In their motion for summary judgment, defendants argue that because they were not plaintiffs' employer, plaintiffs cannot demonstrate prohibited employer conduct — the first prong of a section 510 ERISA violation. Plaintiffs counter that the statute references unlawful conduct by "any person," and does not specifically require employer misconduct. Plaintiffs have failed to cite any authority for their position.

Relying on Gavalik and Fischer v. Philadelphia Elec. Co., 96 F.3d 1533 (3d Cir. 1996), defendants argue that the Court of Appeals has indicated that an employee-employer relationship is necessary for a section 510 violation. As set forth above, inGavalik, when addressing the requirements for a prima facie case under ERISA § 510, the court specifically stated that an employee must demonstrate "prohibited employer conduct."Gavalik, 812 F.2d at 852. "We have stated that Congress enacted section 510 primarily to prevent `unscrupulous employers from discharging or harassing their employees in order to keep them from obtaining vested pension benefits.'" Id. at 851. Similarly, in Fischer, the court stated that, "under the law of this circuit, suits for discrimination under § 510 claims are limited to actions affecting the employer-employee relationship."Fischer, 96 F.3d at 1543.

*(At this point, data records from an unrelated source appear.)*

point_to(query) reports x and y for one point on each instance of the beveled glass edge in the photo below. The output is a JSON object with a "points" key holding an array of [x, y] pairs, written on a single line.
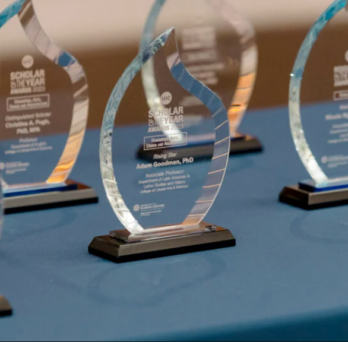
{"points": [[249, 61], [299, 137], [77, 75], [218, 112], [106, 160]]}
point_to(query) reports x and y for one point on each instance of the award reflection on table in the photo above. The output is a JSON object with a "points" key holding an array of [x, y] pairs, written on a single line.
{"points": [[319, 112], [44, 104], [161, 203], [5, 307], [217, 45]]}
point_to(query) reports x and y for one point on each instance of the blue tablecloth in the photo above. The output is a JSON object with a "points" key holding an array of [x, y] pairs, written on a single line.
{"points": [[286, 279]]}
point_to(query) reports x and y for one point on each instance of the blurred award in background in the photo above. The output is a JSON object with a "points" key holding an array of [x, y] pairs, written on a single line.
{"points": [[217, 46], [162, 203], [5, 307], [44, 105], [319, 112]]}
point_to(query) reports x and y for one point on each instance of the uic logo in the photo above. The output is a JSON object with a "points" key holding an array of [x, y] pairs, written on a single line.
{"points": [[27, 61], [166, 98]]}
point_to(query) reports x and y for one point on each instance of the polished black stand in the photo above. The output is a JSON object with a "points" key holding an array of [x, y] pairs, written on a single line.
{"points": [[305, 199], [241, 145], [5, 307], [73, 194], [118, 251]]}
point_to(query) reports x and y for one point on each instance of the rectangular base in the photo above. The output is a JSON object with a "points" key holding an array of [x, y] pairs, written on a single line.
{"points": [[118, 251], [241, 145], [5, 307], [80, 194], [307, 200]]}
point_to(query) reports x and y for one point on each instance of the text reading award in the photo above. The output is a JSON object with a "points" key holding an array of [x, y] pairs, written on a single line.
{"points": [[217, 46], [319, 112], [161, 203], [44, 110]]}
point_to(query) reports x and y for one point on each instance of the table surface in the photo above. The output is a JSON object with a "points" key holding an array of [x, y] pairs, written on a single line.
{"points": [[286, 279]]}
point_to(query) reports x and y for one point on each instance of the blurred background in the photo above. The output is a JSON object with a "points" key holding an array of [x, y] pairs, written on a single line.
{"points": [[104, 36]]}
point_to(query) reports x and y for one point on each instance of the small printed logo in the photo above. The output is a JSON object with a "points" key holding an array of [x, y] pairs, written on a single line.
{"points": [[166, 98], [27, 61]]}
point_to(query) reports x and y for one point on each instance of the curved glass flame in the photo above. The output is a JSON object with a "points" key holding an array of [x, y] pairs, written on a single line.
{"points": [[249, 60], [297, 130], [26, 14], [212, 102]]}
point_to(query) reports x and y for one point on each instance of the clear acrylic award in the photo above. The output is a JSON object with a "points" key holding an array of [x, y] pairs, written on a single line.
{"points": [[44, 110], [161, 203], [217, 45], [5, 307], [319, 112]]}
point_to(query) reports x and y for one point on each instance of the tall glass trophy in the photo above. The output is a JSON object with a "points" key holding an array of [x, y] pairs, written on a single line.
{"points": [[217, 46], [319, 112], [161, 203], [44, 110]]}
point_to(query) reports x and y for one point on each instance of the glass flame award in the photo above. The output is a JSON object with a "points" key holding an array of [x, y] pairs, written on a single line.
{"points": [[161, 203], [217, 46], [319, 112], [44, 110]]}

The Court of Appeals has consistently focused on the necessary "employer-employee" relationship in its analysis of ERISA § 510 claims. We agree that plaintiffs must demonstrate "prohibited employer conduct" in order to sustain a claim under Section 510. The record is clear that plaintiffs were employed by BSI — not defendants. Because plaintiffs were not employees of defendants, plaintiffs cannot demonstrate "prohibited employer conduct." As such, no genuine issue of material fact exists as to whether plaintiffs were employees of the defendant pursuant to section 510, and summary judgment is granted as to Count I.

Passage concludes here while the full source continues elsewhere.